Acervo CONCERTO: A ‘Sinfonia nº 3’ de Gustav Mahler

por Redação CONCERTO 19/06/2025

Texto de Leonardo Martinelli publicado na edição de maio de 2014 da Revista CONCERTO

Quando, em março de 1827, Ludwig van Beethoven morreu, ele deixou para a humanidade um verdadeiro tesouro musical. A joia desta coroa é, sem dúvida, o conjunto de suas nove sinfonias, que desde então foi tomado como referência por sucessivas gerações de compositores, ora como objeto de reverência, ora como fonte de inspiração. Tal como Beethoven, Gustav Mahler (1860-1911) também se destaca por sua criação sinfônica, e como qualquer compositor pós-beethoveniano, também ele não escapou da influência do mestre de Bonn. 

Entretanto, Mahler pertence ao seleto grupo daqueles que tomaram a música de Beethoven como referência a ser transcendida; e, talvez, ele seja um dos poucos que de fato tenha sido bem-sucedido nesta tarefa, superando o alcance daquela influência, embora jamais a negando. Por isso mesmo, talvez tecer certos contrapontos e semelhanças entre esses dois monumentos sinfônicos seja mesmo inevitável. Além de ambos terem composto nove sinfonias, e cada qual empreendendo no gênero transformações tão marcantes quanto peculiares, chama a atenção o fato de a terceira sinfonia de cada um se caracterizar como verdadeiro divisor de águas na trajetória de suas respectivas carreiras. Beethoven só passou a ser “Beethoven” a partir da Eroica; da mesma forma, Mahler inicia sua maturidade estilística com sua Sinfonia nº 3

A obra foi elaborada entre os anos de 1893 e 1896, quando Mahler já havia consolidado sua reputação como regente de ópera, tendo dirigido a Ópera Real de Budapeste, na Hungria, e a Ópera Estatal de Hamburgo, na Alemanha. Foi nesta mesma época que se ouviu pela primeira vez suas duas sinfonias iniciais. Afogado em tanto serviço, o compositor esperava as férias de verão para se dedicar à composição. E foi justamente com a Sinfonia nº 3 que ele deu início à vida de Sommerkomponist (ou “compositor de veraneio”), quando então se trancafiava por horas a fio em uma pequena cabana que havia mandado construir junto à beira do lago Attersee, na Áustria.

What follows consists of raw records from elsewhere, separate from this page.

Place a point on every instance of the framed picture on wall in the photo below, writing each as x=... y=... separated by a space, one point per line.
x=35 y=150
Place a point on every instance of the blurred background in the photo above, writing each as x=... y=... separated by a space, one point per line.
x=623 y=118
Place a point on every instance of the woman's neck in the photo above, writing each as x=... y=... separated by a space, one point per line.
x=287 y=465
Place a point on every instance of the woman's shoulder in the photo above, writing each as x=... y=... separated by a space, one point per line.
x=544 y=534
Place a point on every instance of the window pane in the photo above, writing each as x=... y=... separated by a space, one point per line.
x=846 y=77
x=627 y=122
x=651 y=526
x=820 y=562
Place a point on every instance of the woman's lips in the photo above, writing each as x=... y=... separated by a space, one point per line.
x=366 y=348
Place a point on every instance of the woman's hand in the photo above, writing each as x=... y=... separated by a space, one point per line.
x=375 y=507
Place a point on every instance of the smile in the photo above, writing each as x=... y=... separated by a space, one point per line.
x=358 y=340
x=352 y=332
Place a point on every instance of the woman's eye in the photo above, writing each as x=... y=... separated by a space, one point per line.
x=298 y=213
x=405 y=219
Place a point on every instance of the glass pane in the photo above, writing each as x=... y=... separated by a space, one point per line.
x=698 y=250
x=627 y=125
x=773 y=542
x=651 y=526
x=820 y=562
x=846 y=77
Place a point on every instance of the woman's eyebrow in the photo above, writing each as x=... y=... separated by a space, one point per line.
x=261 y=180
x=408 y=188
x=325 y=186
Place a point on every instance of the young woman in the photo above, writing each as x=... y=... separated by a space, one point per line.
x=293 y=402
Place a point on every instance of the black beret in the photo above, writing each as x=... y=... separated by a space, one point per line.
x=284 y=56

A obra faz parte do chamado “Período Wunderhorn”, que inclui as quatro primeiras sinfonias de Mahler, pelo fato de haver nelas uma presença marcante do cancioneiro popular, em especial do ciclo de canções Des Knaben Wunderhorn (A trompa mágica do menino). A utilização da canção Ablösung im Sommer, extraída do Wunderhorn, como material temático de base para o terceiro movimento, é um dos elementos que reforçam esta ideia. 

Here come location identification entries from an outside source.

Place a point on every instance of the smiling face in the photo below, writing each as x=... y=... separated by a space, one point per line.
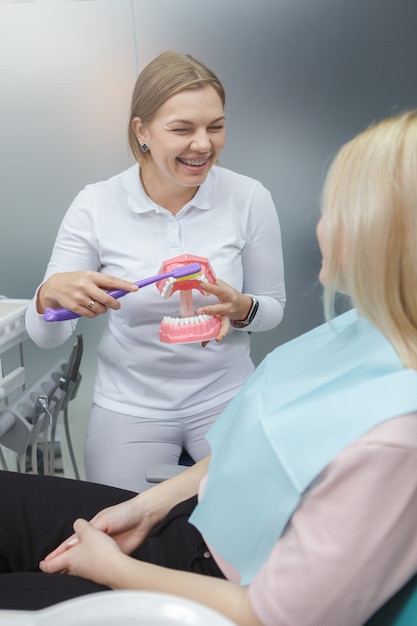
x=185 y=139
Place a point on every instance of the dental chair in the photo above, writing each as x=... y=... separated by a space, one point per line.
x=400 y=610
x=159 y=472
x=124 y=608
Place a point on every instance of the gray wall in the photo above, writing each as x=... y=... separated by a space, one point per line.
x=302 y=76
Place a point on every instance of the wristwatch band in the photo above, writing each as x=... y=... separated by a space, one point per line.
x=250 y=316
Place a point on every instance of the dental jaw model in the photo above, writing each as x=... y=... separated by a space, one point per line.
x=187 y=327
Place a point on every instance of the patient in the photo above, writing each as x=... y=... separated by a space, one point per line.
x=307 y=504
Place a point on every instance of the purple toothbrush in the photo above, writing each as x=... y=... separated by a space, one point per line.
x=188 y=270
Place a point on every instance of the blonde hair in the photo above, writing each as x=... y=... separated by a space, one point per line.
x=369 y=206
x=168 y=74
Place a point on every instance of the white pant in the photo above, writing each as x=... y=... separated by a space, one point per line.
x=119 y=448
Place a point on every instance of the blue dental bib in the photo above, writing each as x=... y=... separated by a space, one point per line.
x=307 y=401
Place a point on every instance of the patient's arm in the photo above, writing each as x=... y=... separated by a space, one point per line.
x=128 y=523
x=96 y=557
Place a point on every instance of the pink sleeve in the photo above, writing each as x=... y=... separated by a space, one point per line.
x=352 y=543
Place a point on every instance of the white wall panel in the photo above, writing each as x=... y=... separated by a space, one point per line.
x=66 y=75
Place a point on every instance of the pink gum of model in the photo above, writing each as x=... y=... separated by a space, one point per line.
x=189 y=327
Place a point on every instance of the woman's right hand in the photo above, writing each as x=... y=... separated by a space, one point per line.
x=76 y=290
x=126 y=523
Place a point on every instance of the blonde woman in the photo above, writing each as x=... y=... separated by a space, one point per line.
x=306 y=508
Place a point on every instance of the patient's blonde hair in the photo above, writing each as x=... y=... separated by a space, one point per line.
x=370 y=208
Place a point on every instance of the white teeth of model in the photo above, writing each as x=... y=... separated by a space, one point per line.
x=185 y=321
x=167 y=288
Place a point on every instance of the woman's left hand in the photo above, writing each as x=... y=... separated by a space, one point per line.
x=90 y=554
x=232 y=305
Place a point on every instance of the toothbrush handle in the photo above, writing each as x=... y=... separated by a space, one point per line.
x=60 y=315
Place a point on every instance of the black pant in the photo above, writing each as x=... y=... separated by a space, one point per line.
x=37 y=513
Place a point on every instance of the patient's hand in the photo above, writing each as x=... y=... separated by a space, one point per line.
x=127 y=523
x=90 y=553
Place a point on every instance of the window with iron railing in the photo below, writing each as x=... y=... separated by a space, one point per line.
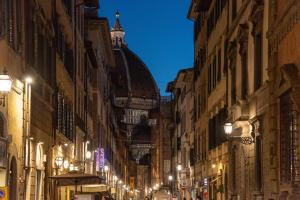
x=233 y=84
x=289 y=158
x=216 y=132
x=64 y=117
x=257 y=61
x=10 y=18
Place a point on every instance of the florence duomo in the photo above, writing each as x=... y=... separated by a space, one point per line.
x=149 y=100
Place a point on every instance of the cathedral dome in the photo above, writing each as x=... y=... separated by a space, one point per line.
x=131 y=76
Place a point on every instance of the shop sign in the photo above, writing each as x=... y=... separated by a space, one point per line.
x=100 y=159
x=131 y=183
x=3 y=153
x=205 y=182
x=3 y=193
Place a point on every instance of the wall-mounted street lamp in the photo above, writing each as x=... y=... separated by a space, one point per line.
x=5 y=83
x=228 y=128
x=66 y=164
x=59 y=161
x=179 y=167
x=88 y=155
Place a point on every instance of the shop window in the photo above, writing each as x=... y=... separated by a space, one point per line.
x=1 y=126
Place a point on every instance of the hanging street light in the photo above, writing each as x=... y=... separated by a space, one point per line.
x=5 y=82
x=228 y=128
x=59 y=161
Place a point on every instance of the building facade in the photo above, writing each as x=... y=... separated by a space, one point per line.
x=57 y=117
x=231 y=81
x=283 y=73
x=183 y=135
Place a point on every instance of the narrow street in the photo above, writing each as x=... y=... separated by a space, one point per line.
x=149 y=99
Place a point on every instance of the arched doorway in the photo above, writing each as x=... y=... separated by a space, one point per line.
x=13 y=179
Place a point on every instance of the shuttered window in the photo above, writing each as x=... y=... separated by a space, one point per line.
x=289 y=160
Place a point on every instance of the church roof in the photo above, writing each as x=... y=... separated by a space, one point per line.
x=132 y=76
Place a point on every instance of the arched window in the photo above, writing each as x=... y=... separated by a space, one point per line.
x=39 y=157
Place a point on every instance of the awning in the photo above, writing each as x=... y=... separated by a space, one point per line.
x=76 y=178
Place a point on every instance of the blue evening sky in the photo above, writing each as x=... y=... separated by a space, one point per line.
x=158 y=32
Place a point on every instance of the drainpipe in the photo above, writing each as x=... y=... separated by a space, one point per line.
x=26 y=134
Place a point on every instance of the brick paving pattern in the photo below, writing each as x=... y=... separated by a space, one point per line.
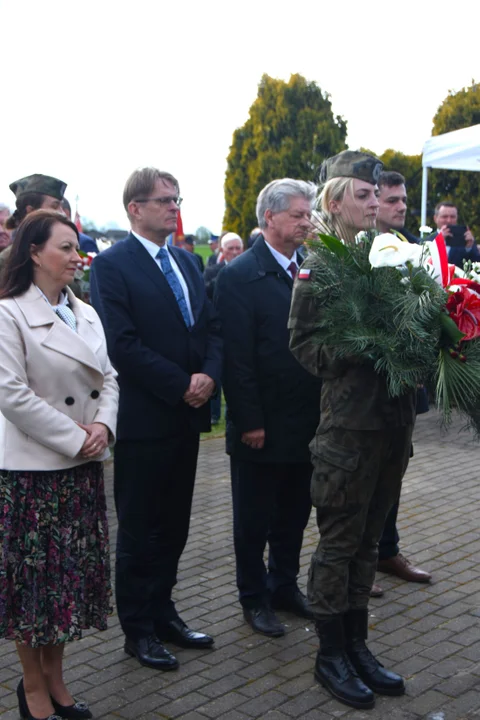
x=429 y=633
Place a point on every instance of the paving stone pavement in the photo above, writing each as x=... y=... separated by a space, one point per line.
x=429 y=633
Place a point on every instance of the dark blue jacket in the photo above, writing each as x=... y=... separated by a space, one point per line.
x=264 y=385
x=148 y=342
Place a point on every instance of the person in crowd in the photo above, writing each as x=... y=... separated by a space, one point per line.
x=445 y=215
x=31 y=193
x=273 y=408
x=392 y=210
x=189 y=245
x=58 y=409
x=5 y=238
x=164 y=341
x=213 y=245
x=362 y=445
x=231 y=247
x=87 y=244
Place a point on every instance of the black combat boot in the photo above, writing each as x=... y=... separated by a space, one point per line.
x=365 y=663
x=334 y=670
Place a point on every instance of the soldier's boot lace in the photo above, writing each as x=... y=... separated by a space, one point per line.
x=370 y=670
x=333 y=668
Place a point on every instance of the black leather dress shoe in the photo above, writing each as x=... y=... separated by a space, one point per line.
x=78 y=711
x=177 y=632
x=294 y=602
x=263 y=620
x=150 y=652
x=23 y=708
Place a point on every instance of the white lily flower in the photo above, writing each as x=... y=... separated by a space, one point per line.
x=389 y=251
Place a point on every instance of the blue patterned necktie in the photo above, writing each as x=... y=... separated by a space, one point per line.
x=174 y=282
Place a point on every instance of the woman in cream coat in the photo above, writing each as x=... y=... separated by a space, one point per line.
x=58 y=407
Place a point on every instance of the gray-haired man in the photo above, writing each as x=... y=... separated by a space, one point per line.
x=273 y=407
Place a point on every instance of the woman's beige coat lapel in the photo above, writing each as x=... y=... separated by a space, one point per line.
x=81 y=345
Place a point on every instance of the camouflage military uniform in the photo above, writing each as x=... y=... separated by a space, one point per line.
x=360 y=453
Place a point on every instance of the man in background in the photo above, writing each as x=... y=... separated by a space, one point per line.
x=231 y=247
x=392 y=211
x=189 y=245
x=446 y=214
x=87 y=244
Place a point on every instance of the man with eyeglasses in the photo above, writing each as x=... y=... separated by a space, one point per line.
x=164 y=340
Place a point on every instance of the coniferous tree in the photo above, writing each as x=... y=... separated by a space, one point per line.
x=290 y=130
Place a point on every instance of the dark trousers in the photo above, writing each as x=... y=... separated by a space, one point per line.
x=388 y=544
x=153 y=484
x=271 y=503
x=216 y=405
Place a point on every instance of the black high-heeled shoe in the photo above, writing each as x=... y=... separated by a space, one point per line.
x=78 y=711
x=23 y=706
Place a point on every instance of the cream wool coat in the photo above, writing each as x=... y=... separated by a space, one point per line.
x=50 y=379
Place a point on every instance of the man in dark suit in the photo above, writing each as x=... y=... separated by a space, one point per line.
x=163 y=339
x=392 y=200
x=446 y=214
x=273 y=407
x=231 y=247
x=87 y=244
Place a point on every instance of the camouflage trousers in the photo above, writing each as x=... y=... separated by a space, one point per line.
x=357 y=478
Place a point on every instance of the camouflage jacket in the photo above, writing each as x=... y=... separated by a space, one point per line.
x=354 y=396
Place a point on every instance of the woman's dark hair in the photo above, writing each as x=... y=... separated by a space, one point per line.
x=17 y=273
x=35 y=201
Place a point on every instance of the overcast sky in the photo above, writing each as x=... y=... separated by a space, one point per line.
x=94 y=89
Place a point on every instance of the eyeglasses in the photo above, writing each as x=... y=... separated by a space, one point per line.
x=162 y=201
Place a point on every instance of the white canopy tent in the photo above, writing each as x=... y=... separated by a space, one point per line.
x=457 y=150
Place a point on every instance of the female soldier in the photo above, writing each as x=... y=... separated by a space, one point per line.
x=360 y=453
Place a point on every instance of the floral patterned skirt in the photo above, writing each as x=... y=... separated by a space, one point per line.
x=54 y=554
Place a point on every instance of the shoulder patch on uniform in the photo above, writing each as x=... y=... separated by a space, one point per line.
x=304 y=274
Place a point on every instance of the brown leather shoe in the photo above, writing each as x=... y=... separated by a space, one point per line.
x=377 y=591
x=403 y=568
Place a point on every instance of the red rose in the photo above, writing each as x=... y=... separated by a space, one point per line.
x=463 y=307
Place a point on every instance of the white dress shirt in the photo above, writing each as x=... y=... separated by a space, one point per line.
x=152 y=250
x=282 y=260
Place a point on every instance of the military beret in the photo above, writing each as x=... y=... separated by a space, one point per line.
x=43 y=184
x=351 y=163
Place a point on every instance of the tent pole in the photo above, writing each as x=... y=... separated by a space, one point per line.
x=423 y=218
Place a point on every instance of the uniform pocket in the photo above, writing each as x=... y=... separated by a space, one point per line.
x=334 y=467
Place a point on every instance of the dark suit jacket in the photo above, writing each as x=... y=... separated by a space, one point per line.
x=148 y=342
x=210 y=276
x=264 y=385
x=456 y=256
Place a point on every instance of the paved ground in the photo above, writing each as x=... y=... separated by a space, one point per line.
x=431 y=633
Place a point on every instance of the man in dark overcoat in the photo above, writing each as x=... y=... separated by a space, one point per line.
x=273 y=407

Em sua terceira obra sinfônica, Mahler manteve a tendência de ampliação formal que já havia delineado em suas duas obras anteriores. Ao final do processo, acabou por compor uma das maiores sinfonias da história – ao todo são seis movimentos. O primeiro deles é praticamente concebido como uma sinfonia à parte e, dependendo da interpretação do regente, pode durar mais de 40 minutos.

Em diversos momentos, ao longo do processo de criação, Mahler expressou uma espécie de roteiro que o orientou em sua composição, que, no entanto, jamais veio oficialmente a público como “música programática” – 1) Pan acorda, o verão chega; 2) O que me dizem as flores do campo; 3) O que me dizem os animais da floresta; 4) O que me dizem os homens; 5) O que me dizem os anjos; 6) O que me diz o amor. 

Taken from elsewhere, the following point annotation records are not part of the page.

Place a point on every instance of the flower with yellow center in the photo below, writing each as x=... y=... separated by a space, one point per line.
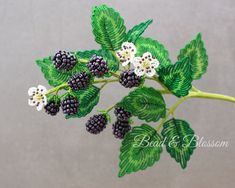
x=37 y=97
x=145 y=65
x=127 y=53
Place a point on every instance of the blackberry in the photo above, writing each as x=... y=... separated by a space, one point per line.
x=97 y=66
x=64 y=60
x=122 y=114
x=96 y=123
x=120 y=128
x=129 y=79
x=52 y=108
x=79 y=81
x=70 y=105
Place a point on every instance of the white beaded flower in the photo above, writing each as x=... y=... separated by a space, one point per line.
x=37 y=97
x=145 y=65
x=127 y=53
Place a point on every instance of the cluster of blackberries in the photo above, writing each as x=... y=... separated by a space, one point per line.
x=121 y=126
x=65 y=61
x=129 y=79
x=69 y=106
x=98 y=66
x=98 y=122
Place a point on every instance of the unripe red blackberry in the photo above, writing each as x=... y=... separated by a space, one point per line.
x=52 y=108
x=122 y=114
x=120 y=128
x=79 y=81
x=70 y=105
x=129 y=79
x=97 y=66
x=63 y=60
x=96 y=123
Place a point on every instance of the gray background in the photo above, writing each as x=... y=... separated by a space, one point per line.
x=37 y=151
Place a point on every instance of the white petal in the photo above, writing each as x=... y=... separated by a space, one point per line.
x=155 y=63
x=150 y=73
x=42 y=89
x=31 y=102
x=44 y=100
x=31 y=90
x=40 y=106
x=136 y=61
x=125 y=63
x=139 y=72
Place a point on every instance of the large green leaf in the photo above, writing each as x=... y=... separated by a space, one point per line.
x=179 y=139
x=108 y=27
x=136 y=153
x=113 y=63
x=177 y=78
x=87 y=98
x=155 y=48
x=197 y=55
x=134 y=33
x=146 y=103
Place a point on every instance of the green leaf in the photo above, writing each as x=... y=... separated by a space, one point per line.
x=146 y=103
x=53 y=76
x=155 y=48
x=87 y=98
x=134 y=33
x=136 y=153
x=113 y=63
x=197 y=55
x=177 y=78
x=179 y=139
x=108 y=27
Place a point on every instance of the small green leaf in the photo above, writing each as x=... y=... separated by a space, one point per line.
x=108 y=27
x=197 y=55
x=179 y=139
x=146 y=103
x=134 y=33
x=87 y=98
x=113 y=63
x=177 y=78
x=155 y=48
x=136 y=153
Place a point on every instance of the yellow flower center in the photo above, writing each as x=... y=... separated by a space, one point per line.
x=126 y=54
x=38 y=97
x=146 y=64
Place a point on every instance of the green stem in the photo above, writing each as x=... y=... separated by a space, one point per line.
x=114 y=74
x=83 y=60
x=206 y=95
x=195 y=94
x=104 y=81
x=110 y=108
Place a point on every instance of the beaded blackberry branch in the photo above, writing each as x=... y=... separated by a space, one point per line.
x=129 y=59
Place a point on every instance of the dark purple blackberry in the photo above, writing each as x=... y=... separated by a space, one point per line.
x=120 y=128
x=97 y=66
x=79 y=81
x=129 y=79
x=52 y=108
x=96 y=123
x=70 y=105
x=122 y=114
x=64 y=60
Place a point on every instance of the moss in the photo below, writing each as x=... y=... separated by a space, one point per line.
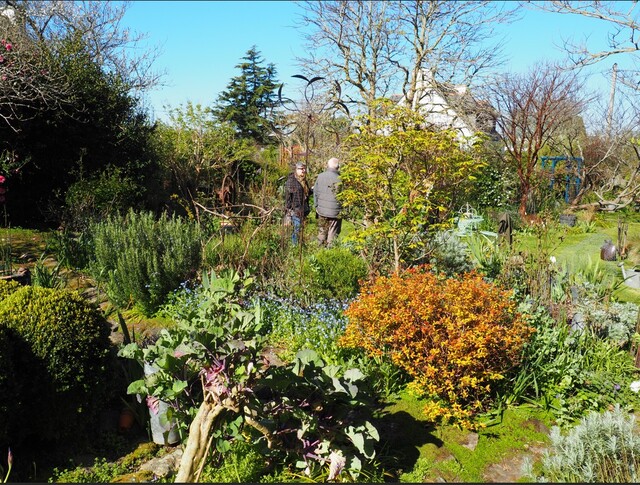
x=441 y=452
x=143 y=452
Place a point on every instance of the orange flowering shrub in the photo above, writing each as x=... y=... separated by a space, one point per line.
x=455 y=336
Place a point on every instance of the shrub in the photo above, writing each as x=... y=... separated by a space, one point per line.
x=66 y=358
x=143 y=259
x=256 y=248
x=7 y=288
x=602 y=448
x=334 y=273
x=456 y=337
x=449 y=254
x=570 y=372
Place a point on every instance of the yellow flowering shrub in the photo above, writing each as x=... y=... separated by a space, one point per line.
x=456 y=337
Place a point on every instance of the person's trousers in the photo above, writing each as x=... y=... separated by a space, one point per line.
x=328 y=229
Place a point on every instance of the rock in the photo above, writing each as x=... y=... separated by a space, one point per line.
x=471 y=441
x=165 y=465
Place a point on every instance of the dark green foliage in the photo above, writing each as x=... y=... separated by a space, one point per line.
x=332 y=273
x=106 y=193
x=142 y=259
x=63 y=361
x=102 y=125
x=7 y=288
x=249 y=97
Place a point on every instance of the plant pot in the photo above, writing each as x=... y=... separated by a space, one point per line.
x=162 y=431
x=568 y=219
x=126 y=420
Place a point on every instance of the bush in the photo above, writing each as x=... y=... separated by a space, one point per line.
x=570 y=372
x=64 y=360
x=456 y=337
x=8 y=288
x=335 y=273
x=142 y=259
x=255 y=248
x=602 y=448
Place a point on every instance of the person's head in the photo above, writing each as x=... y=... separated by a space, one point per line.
x=301 y=169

Tal como na sinfonia anterior, Ressurreição, aqui também Mahler incorpora a voz humana ao efetivo orquestral. No quarto movimento, um lindo solo de mezzo soprano entoa versos do Nachtwandlerlied, extraídos de Assim falou Zaratustra, do filósofo alemão Friedrich Nietzsche (e que, na mesma época, inspirava Richard Strauss a compor seu famoso poema sinfônico). Já no movimento seguinte, as forças corais (incluso um grupo infantil) se encarregam de cantar versos do Des Knaben Wunderhorn

Originalmente, a sinfonia previa ainda um sétimo movimento, no qual são desenvolvidos diversos elementos apresentados no quinto. No entanto, o movimento foi realocado para encerrar a Sinfonia nº 4, o que reforça ainda mais a ideia de organicidade que une as quatro primeiras sinfonias de Mahler.

Apesar de podermos entendê-las e ouvi-las como um conjunto, é clara a singularidade conceitual e técnica que caracteriza a Sinfonia nº 3, na qual é possível vislumbrar muito do maravilhoso e dramático universo sonoro que Mahler desbravaria em suas sinfonias seguintes.